Bob pensó en los pocos que reconocerían a la tranquila e inteligente supermujer en aquel estado de frenesí.

No acababa de estar seguro de cuánto le desagradaba. Se había enamorado de ella en la universidad; era una chica inteligente, no hermosa, pero sí muy atractiva, estudiaba derecho, y se había sentido halagado por el interés que demostraba por él y aún más por su deseo de irse a vivir con él primero y después de casarse con él. Tardó un tiempo en darse cuenta de que el deseo estaba bastante inspirado en su dinero -era beneficiario de un gran fondo-, pero para entonces ya era demasiado tarde. Él era perfecto para ella, tanto en un sentido económico como práctico, para apoyarla en su ambición de convertirse en la segunda mujer primer ministro: pagaba las facturas, se encargaba de los hijos, se ocupaba de su educación y sonreía a su lado en actos y entrevistas.

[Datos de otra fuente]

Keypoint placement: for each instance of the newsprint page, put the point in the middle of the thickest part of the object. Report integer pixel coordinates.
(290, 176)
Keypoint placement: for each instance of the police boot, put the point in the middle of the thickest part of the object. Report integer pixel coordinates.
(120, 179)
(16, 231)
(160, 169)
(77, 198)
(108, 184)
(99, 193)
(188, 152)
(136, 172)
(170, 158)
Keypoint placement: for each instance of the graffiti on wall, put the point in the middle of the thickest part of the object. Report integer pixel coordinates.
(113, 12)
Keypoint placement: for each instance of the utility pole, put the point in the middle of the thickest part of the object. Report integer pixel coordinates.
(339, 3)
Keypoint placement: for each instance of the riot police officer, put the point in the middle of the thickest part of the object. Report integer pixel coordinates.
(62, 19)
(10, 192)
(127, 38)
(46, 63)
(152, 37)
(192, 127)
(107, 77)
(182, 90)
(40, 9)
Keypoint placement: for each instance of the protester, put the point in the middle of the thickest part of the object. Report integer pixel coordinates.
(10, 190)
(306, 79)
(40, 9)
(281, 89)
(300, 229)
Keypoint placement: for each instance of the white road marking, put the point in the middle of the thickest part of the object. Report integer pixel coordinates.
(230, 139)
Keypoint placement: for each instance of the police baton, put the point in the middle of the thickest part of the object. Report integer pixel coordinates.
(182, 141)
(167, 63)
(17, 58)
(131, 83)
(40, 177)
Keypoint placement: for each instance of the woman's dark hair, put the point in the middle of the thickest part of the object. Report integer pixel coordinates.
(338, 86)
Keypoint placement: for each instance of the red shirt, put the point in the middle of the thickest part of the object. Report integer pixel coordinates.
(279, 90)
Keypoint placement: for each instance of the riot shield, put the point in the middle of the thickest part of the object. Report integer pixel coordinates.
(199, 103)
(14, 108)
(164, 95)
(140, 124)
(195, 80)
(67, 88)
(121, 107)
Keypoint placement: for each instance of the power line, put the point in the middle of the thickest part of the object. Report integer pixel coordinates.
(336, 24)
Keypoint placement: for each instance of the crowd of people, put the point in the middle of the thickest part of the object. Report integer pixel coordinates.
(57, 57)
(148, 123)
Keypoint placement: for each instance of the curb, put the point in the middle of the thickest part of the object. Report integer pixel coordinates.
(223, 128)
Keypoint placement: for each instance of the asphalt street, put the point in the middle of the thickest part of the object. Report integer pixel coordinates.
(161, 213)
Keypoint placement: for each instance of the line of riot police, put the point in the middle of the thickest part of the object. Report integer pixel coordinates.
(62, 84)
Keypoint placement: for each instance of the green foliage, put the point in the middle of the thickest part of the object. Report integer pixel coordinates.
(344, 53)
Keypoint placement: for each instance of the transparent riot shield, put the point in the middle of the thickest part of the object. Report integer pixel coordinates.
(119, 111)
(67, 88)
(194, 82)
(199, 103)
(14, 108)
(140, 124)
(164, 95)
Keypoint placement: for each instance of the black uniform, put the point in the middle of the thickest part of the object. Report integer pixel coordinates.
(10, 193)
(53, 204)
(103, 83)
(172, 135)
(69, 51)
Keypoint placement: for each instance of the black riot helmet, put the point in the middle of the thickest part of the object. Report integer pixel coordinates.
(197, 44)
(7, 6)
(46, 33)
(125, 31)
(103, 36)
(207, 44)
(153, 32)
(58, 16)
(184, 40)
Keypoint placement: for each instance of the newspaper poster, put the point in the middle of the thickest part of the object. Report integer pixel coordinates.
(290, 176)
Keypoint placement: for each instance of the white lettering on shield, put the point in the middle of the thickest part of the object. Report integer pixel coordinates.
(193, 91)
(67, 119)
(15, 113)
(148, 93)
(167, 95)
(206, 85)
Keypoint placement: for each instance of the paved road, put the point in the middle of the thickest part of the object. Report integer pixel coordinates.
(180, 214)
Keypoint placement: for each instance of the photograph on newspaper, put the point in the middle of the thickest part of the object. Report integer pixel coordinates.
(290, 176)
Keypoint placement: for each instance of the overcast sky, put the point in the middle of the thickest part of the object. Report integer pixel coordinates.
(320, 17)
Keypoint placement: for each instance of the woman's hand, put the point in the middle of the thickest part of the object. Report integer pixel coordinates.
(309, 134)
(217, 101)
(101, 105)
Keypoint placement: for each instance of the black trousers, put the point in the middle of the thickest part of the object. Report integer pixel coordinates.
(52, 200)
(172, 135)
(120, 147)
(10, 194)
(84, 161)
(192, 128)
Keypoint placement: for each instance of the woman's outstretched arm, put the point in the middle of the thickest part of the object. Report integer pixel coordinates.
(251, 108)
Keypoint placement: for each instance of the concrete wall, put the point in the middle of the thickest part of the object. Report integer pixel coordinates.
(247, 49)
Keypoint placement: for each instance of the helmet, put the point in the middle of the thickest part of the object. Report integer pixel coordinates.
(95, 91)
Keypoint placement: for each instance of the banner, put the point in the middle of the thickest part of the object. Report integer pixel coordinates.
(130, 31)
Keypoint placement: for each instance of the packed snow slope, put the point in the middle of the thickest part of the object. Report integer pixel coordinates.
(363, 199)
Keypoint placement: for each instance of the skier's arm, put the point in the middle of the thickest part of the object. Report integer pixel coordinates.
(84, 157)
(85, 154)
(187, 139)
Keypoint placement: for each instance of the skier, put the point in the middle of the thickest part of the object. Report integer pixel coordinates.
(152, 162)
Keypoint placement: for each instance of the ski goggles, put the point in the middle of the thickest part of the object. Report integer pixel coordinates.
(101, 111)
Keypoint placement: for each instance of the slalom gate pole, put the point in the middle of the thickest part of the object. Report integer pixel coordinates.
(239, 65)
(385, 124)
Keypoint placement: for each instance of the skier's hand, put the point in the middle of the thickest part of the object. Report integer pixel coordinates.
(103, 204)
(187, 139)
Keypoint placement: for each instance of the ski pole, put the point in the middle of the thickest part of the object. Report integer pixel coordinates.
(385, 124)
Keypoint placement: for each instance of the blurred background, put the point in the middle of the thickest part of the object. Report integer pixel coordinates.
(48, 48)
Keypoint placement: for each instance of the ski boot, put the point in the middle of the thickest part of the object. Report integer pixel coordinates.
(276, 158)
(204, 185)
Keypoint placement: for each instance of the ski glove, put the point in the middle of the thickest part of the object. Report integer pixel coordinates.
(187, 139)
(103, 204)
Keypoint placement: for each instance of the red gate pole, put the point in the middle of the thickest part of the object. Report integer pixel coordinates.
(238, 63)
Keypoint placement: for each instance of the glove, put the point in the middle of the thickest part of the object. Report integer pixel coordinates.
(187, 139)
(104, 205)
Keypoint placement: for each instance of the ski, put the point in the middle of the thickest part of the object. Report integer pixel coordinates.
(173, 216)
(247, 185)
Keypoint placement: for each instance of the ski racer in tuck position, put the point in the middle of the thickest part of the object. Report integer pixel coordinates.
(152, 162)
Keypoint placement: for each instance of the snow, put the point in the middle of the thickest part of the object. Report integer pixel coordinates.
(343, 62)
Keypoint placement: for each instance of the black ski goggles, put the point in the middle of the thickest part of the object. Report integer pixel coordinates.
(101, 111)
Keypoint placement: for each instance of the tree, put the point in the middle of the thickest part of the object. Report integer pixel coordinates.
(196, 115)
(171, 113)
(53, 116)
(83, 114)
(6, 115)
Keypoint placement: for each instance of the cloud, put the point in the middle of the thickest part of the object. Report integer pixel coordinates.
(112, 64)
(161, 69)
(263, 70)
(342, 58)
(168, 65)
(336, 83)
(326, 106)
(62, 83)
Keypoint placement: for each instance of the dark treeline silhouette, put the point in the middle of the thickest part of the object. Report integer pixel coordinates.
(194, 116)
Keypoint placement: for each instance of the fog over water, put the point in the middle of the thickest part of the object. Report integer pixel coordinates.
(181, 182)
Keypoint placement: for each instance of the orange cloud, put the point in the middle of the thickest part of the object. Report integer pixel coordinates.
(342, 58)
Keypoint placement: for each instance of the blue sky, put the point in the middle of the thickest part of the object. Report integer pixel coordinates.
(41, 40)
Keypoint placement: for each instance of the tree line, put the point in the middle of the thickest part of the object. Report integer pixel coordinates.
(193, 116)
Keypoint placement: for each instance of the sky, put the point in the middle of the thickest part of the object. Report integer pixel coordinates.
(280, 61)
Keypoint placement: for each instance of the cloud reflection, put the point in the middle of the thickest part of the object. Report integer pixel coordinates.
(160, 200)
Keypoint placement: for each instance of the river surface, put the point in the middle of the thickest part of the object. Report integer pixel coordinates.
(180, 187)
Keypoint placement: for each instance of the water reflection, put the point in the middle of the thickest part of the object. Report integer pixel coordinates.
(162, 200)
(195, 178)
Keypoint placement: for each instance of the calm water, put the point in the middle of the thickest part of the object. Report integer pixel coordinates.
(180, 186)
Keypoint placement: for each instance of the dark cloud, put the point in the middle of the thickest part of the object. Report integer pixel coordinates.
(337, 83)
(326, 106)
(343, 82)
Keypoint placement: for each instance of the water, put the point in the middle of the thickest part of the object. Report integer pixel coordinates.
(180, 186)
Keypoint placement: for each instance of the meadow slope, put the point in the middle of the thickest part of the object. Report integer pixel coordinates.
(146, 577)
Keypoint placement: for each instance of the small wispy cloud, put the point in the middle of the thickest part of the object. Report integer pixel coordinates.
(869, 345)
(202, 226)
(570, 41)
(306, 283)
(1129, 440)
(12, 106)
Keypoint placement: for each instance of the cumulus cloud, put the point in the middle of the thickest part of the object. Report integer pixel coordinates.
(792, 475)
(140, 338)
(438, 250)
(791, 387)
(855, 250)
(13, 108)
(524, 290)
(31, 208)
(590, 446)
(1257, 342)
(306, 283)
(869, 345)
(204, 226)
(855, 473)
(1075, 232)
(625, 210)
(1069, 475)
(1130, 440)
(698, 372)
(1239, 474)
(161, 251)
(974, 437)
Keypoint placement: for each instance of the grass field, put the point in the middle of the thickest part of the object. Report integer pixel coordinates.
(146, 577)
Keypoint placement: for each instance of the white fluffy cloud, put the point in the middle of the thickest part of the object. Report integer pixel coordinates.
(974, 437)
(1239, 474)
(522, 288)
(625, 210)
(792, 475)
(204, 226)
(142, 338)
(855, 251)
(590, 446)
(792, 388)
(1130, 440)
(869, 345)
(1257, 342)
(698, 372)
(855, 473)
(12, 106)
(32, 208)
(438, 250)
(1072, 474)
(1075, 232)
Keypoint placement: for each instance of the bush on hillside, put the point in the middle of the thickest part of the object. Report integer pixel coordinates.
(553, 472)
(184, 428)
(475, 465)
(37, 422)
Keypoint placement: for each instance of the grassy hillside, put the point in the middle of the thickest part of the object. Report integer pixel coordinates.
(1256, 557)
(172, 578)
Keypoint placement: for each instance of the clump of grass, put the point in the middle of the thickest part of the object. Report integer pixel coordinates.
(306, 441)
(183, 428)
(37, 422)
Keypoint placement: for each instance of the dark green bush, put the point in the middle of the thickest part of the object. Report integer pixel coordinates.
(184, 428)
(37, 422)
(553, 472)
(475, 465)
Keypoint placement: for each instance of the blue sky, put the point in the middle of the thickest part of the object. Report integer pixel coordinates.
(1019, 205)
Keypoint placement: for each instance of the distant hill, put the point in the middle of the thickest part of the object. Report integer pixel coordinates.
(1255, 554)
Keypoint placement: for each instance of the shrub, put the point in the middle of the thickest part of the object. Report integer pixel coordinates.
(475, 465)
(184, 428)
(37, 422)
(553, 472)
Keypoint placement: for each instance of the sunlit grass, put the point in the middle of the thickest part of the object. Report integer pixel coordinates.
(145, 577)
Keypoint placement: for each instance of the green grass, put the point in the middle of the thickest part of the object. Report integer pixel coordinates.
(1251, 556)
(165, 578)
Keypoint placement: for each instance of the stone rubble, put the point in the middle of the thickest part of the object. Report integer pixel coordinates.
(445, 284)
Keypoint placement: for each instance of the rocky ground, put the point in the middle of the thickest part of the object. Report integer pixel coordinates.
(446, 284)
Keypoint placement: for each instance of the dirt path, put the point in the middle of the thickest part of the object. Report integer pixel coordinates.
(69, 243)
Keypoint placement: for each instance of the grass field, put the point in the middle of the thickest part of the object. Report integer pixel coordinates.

Sin embargo, a medida que ella ascendía en el firmamento político, se volvía más despreciativa con él, lo ninguneaba siempre que era posible, comía sola, alegando que tenía documentos que revisar, trabajo que hacer, se alejaba de él siempre que intentaba hablar con ella. Fue entonces cuando empezó a desagradarle.

En el único lugar donde parecía aceptarlo era en el dormitorio: ella era sexualmente voraz, demasiado voraz, en realidad. Él tardó un tiempo en darse cuenta de que su papel era engendrar a sus hijos y satisfacerla físicamente. Era bueno para su carrera, su familia numerosa era una herramienta muy útil para hacerse publicidad, una especie de resumen de su imagen: Janet Frean, madre de cinco hijos, Janet Frean la supermujer, Janet Frean que demostraba a las mujeres que podían tenerlo todo.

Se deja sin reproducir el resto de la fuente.